É “muito injusto” que os Estados Unidos ameacem impor tarifas aos países que fornecem petróleo a Cuba, disse nesta segunda-feira (9) a presidente mexicana, Claudia Sheinbaum, após anunciar que seu governo continuará enviando ajuda humanitária à ilha.
“Não se pode asfixiar um povo dessa maneira, é muito injusto”, disse em coletiva de imprensa a mandatária de esquerda, cujo governo negocia com Washington a forma de apoiar Havana com hidrocarbonetos sem sofrer represálias de seu principal parceiro comercial.
No domingo, foi informado em Cuba que o fornecimento de combustível para aviões ficará suspenso por um mês a partir desta segunda-feira à meia-noite.
“É muito injusta essa sanção que está sendo imposta aos países que vendem petróleo a Cuba, muito injusta, não está certo”, insistiu Sheinbaum ao lançar um “chamado internacional” aos Estados Unidos para que considerem suas sanções.
A mandatária reconheceu que seu governo interrompeu os envios de petróleo a Cuba e que segue negociando com Washington para retomar as exportações. “Estamos tentando evitar prejuízos ao México, que de maneira diplomática encontremos a forma para que Cuba receba o combustível”, acrescentou.

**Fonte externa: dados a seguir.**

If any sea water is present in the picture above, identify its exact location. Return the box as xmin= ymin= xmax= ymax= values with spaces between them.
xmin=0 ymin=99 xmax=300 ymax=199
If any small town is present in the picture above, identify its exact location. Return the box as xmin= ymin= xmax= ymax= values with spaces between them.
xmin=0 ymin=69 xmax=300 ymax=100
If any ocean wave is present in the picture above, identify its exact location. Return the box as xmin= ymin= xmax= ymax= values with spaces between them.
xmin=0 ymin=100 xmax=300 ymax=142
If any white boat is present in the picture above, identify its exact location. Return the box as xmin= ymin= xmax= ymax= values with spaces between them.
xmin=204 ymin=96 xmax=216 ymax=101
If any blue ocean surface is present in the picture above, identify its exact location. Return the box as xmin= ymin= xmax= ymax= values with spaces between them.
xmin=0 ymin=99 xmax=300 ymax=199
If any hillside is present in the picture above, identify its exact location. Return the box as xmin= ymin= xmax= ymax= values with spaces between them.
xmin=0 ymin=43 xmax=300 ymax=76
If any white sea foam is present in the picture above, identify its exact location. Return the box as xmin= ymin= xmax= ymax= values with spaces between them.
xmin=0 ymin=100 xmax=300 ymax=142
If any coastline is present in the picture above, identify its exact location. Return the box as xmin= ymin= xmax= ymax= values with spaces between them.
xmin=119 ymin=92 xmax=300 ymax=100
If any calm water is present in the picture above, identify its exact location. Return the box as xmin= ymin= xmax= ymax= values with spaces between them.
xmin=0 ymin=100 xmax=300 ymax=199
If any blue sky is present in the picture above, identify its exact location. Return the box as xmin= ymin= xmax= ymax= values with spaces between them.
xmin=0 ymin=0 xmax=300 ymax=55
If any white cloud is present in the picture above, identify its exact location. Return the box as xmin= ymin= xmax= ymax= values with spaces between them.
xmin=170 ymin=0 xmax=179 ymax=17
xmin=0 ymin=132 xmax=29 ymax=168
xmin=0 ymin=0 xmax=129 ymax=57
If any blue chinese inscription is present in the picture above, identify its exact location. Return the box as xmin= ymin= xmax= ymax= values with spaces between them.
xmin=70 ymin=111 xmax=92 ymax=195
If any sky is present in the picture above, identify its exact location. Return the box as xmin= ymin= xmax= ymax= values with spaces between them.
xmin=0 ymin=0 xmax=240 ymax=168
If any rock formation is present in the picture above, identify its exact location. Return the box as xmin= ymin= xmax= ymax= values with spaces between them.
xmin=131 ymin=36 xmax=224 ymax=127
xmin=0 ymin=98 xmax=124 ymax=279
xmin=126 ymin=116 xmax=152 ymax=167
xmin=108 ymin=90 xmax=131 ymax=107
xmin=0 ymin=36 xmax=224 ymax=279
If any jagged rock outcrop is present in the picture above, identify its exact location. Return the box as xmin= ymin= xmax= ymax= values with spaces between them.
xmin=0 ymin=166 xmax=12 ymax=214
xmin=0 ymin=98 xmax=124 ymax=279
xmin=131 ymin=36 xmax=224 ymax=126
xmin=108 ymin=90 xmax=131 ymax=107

No domingo, a Chancelaria mexicana informou o envio de dois navios militares com mais de 814 toneladas de mantimentos para Cuba, que atravessa um momento crítico depois que um de seus principais aliados, o venezuelano Nicolás Maduro, foi deposto em uma incursão militar americana em 3 de janeiro.
O governo da ilha anunciou um pacote de medidas para mitigar a crise energética, como uma semana de trabalho de quatro dias e teletrabalho nas administrações e empresas estatais, assim como restrições na venda de combustível.
Também determinou jornadas mais curtas nas escolas e a redução dos serviços de ônibus e trens entre províncias, além do fechamento de alguns estabelecimentos turísticos.